Bibliothèque nationale irakienne une balise d’espoir

Bibliothèque nationale irakienne une balise d’espoir
Des institutions culturelles phares de l’Irak, la bibliothèque nationale est celle qui, apparemment, renaît la première de ses cendres. Elle fonctionne presque normalement, voire mieux qu’avant. Bien mieux en tout cas que le fameux musée national de Bagdad dont les officiels irakiens ont plusieurs fois annoncé la réouverture, sans suite.

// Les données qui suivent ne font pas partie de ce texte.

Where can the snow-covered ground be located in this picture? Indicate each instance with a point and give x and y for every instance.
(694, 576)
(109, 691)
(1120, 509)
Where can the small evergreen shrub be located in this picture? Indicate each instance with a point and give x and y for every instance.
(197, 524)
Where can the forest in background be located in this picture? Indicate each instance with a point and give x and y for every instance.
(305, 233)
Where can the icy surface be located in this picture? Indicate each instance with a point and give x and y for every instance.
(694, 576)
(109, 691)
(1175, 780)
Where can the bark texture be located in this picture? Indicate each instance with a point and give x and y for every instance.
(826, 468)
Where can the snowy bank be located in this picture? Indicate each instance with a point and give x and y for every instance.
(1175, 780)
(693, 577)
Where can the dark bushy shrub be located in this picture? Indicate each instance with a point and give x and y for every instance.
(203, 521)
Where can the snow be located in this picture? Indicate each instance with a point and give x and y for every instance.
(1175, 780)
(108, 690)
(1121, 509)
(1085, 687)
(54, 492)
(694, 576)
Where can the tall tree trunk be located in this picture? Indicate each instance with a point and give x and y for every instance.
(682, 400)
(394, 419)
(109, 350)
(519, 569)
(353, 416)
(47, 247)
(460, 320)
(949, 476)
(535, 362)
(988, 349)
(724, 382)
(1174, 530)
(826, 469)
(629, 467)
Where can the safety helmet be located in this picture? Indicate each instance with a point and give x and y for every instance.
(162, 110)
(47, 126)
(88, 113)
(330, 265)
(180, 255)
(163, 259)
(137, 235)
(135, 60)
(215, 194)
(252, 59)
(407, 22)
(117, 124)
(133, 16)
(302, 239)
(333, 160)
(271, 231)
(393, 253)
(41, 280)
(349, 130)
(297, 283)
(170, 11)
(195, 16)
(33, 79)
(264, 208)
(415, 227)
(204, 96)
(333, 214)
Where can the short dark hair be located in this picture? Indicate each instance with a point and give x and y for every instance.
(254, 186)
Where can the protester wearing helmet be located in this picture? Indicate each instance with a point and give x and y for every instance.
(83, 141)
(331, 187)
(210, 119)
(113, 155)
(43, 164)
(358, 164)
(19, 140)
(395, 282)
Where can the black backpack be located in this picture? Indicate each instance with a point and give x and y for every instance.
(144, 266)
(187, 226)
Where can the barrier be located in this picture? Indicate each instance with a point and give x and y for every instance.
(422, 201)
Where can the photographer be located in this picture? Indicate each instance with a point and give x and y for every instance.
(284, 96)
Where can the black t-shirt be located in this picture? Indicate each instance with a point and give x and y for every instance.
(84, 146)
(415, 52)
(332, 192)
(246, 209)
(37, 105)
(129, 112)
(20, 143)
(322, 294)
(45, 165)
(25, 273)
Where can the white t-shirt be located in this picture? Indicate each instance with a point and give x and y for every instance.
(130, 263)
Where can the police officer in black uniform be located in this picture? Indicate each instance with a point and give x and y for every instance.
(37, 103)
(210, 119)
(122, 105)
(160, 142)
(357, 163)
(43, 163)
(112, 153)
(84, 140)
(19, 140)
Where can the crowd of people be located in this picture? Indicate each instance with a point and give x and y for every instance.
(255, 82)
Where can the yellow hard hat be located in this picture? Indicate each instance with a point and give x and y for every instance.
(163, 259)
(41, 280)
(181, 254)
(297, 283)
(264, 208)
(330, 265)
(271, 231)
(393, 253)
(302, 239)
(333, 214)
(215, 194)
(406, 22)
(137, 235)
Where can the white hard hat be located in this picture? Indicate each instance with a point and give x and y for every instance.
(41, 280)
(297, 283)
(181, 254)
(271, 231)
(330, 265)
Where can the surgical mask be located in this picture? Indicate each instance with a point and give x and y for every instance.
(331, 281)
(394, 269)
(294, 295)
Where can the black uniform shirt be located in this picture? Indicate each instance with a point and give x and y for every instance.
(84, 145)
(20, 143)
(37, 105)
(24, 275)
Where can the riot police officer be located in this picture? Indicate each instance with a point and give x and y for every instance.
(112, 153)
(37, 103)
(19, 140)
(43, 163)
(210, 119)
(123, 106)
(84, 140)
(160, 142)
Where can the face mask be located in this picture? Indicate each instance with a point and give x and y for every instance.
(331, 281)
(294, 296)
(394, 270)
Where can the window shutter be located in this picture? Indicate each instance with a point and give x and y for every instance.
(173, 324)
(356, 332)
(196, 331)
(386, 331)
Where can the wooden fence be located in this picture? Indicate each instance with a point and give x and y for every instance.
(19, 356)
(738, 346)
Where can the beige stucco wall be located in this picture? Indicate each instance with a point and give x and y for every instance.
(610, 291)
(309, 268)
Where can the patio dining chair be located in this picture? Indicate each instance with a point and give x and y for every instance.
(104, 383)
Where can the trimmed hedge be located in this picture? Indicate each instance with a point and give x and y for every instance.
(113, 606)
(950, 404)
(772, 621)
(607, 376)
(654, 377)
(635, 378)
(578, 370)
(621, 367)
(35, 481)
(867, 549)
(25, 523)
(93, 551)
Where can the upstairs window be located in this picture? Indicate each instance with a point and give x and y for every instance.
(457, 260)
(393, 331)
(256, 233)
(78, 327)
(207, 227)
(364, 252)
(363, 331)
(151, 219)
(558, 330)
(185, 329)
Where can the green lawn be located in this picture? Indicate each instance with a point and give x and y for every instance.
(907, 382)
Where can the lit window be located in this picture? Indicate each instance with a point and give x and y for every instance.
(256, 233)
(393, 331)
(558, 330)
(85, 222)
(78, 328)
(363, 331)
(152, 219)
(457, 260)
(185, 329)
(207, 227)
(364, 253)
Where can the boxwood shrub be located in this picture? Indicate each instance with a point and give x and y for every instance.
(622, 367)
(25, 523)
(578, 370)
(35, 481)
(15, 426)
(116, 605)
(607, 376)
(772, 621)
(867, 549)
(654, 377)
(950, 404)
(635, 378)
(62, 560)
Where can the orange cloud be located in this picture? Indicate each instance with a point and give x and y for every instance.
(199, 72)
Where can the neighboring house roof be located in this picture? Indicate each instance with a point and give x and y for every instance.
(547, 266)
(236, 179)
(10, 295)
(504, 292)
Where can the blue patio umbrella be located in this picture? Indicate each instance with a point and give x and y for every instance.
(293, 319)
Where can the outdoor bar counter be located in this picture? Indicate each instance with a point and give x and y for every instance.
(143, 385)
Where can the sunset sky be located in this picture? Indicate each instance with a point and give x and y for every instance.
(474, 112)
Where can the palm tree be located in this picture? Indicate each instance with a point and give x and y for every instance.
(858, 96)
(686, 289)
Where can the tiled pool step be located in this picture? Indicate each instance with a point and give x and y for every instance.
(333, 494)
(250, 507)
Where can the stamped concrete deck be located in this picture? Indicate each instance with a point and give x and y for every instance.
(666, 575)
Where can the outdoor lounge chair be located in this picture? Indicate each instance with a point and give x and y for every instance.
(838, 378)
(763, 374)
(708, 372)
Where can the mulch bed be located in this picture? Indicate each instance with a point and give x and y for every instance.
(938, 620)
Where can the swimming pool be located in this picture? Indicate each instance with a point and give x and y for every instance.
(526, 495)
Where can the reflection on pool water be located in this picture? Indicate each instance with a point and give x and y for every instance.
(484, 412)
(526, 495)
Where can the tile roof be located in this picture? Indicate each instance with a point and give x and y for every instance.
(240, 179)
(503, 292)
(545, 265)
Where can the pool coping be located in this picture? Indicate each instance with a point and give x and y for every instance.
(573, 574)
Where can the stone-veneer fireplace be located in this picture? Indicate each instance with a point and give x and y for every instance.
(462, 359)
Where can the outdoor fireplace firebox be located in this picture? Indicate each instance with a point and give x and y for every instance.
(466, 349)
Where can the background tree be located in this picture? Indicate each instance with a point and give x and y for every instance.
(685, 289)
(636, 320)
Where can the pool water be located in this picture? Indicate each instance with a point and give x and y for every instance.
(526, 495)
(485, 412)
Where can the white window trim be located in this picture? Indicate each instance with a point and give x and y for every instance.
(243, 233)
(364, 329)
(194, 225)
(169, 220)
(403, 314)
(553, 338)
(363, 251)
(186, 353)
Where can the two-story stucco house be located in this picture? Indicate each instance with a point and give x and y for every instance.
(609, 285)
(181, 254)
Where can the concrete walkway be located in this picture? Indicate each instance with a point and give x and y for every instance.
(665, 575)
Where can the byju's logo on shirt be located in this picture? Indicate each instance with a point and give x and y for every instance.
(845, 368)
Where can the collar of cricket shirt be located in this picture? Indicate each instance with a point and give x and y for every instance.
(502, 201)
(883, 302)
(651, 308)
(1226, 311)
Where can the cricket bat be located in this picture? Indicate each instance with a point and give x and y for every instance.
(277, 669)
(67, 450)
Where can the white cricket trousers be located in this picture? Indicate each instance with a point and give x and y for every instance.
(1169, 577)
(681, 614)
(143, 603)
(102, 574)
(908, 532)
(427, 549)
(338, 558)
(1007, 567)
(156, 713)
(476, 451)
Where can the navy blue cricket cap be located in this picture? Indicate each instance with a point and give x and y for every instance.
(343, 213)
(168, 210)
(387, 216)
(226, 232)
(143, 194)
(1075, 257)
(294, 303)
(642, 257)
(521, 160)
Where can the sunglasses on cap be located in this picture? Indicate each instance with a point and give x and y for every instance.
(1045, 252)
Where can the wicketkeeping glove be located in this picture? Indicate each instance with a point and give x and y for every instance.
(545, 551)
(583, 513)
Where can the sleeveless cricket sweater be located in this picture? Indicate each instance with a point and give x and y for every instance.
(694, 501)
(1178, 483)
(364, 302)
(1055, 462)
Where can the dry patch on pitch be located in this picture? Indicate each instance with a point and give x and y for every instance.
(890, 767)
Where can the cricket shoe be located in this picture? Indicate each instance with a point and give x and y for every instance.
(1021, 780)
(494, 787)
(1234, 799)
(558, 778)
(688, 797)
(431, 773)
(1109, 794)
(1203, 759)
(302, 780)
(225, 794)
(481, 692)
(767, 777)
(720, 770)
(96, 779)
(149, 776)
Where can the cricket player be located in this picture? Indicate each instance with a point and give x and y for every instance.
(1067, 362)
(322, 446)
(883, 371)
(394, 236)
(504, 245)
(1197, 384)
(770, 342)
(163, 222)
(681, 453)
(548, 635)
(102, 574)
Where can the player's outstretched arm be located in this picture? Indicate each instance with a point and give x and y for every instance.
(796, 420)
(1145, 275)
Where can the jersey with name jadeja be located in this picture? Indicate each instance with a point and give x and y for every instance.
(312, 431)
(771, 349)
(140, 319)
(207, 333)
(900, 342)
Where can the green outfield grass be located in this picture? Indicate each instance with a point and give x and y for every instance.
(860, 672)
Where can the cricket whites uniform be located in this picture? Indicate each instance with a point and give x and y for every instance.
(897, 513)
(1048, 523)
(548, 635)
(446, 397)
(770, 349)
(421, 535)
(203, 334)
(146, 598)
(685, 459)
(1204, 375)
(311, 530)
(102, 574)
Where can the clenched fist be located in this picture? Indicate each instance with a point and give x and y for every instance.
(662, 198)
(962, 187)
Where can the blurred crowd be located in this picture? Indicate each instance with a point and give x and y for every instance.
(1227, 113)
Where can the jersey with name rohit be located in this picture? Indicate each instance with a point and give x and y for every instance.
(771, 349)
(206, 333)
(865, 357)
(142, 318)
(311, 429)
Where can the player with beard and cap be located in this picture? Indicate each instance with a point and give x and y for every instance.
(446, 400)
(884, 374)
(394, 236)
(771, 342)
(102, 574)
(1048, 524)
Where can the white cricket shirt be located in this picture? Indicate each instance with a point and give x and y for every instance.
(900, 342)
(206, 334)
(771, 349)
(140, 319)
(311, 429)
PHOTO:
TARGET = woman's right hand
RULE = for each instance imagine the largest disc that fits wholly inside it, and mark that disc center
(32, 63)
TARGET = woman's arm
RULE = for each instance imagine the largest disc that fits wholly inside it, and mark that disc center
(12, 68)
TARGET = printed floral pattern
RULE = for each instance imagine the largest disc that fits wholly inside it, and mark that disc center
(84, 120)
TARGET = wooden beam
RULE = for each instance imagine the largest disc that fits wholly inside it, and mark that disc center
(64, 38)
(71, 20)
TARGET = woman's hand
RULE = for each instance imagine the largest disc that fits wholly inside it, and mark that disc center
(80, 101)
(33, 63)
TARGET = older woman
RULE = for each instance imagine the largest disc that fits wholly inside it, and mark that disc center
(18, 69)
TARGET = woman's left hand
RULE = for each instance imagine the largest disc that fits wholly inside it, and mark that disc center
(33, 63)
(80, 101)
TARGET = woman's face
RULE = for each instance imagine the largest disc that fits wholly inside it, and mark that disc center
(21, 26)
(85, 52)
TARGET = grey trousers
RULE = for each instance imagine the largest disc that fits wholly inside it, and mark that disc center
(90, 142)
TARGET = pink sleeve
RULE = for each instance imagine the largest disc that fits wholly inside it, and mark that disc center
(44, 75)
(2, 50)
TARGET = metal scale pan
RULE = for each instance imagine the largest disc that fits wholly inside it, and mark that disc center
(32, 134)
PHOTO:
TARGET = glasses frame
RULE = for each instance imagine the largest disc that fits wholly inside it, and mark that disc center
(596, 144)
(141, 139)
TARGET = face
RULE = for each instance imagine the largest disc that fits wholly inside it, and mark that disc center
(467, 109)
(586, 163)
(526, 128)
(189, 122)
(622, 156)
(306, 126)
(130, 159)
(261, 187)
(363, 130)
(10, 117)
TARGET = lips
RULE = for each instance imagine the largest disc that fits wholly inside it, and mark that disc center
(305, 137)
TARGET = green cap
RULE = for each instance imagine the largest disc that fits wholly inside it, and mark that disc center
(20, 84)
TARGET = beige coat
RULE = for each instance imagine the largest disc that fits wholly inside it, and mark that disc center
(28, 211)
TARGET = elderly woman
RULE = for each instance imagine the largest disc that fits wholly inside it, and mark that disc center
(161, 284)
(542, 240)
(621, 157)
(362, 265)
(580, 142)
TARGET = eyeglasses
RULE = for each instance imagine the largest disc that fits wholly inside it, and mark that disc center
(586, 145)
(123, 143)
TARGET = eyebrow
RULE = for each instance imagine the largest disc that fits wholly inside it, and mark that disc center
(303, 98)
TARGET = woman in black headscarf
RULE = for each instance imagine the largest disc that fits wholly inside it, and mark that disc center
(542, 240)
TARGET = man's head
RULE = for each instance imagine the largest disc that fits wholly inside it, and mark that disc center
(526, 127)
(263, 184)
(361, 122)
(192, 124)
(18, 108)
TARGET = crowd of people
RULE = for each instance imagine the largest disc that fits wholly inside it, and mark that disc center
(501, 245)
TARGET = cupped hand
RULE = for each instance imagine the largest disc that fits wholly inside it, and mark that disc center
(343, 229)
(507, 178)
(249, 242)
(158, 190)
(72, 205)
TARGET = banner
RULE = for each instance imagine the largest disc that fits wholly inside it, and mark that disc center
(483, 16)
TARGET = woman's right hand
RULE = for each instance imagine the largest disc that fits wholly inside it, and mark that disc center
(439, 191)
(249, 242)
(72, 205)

Lors de la chute de Bagdad en avril 2003, la Bibliothèque a été incendiée et pillée. Furent irrémédiablement perdus : 60 % des collections d’archives (documents, cartes, photographies), 95 % des livres rares et 25 % de l’ensemble des collections de livres. Des destructions par incendie, mais aussi des vols. L’institution, dont le pays est six fois millénaire, abritait les archives des ministères de l’époque ottomane irakienne, du mandat britannique, de la monarchie hachémite et de la république arabe.
Depuis sa nomination, en décembre 2003, à la tête de la bibliothèque nationale, Saadr Eskander, un Irakien d’origine kurde exilé à Londres avant la chute du régime, a mis toute son énergie en vue de reconstruire un lieu d’études. Il fit le pari de rouvrir la salle de lecture six mois après sa prise de fonction, même s’il s’agissait, à l’époque, de ne recevoir parfois qu’un seul lecteur par jour ! Car après la chute de Bagdad viennent les mois (et les années) de chaos irakiens : guerre civile et interconfessionnelle, assassinats de membres du personnel de la bibliothèque, pressions de toutes parts sur l’institution. Mais, à force de ténacité, le bâtiment a été reconstruit, rénové et informatisé avec l’aide du Japon, de l’Italie, de la République tchèque (pas la France, dommage) et d’institutions comme la British Library. Une salle de restauration des documents a même été créée. Sous le régime de Saddam Hussein, la bibliothèque employait 90 personnes, actuellement 400 !

La renaissance de cette institution est un enjeu culturel, mais aussi politique. À lire les propos de son directeur qui est parvenu à stabiliser un lieu à l’abri du sectarisme et qui milite ardemment pour l’ouverture du patrimoine national à tous les Irakiens (ce qui était loin d’être le cas sous Hussein), c’est une nouvelle page de l’histoire de l’Irak qui tente de s’écrire.
Dans tous les pays en guerre, les trésors culturels deviennent vite la cible de vandales et l’objet de trafics. Concernant les archives, des déplacements en lieux sécurisés ont bien été effectués entre plusieurs sites. Par contre, il semblerait que les forces d’occupation en Irak se soient servies dans des fonds contemporains d’archives pour mieux comprendre le fonctionnement du régime baasiste. Si tel a été le cas, leur restitution sera à suivre de près.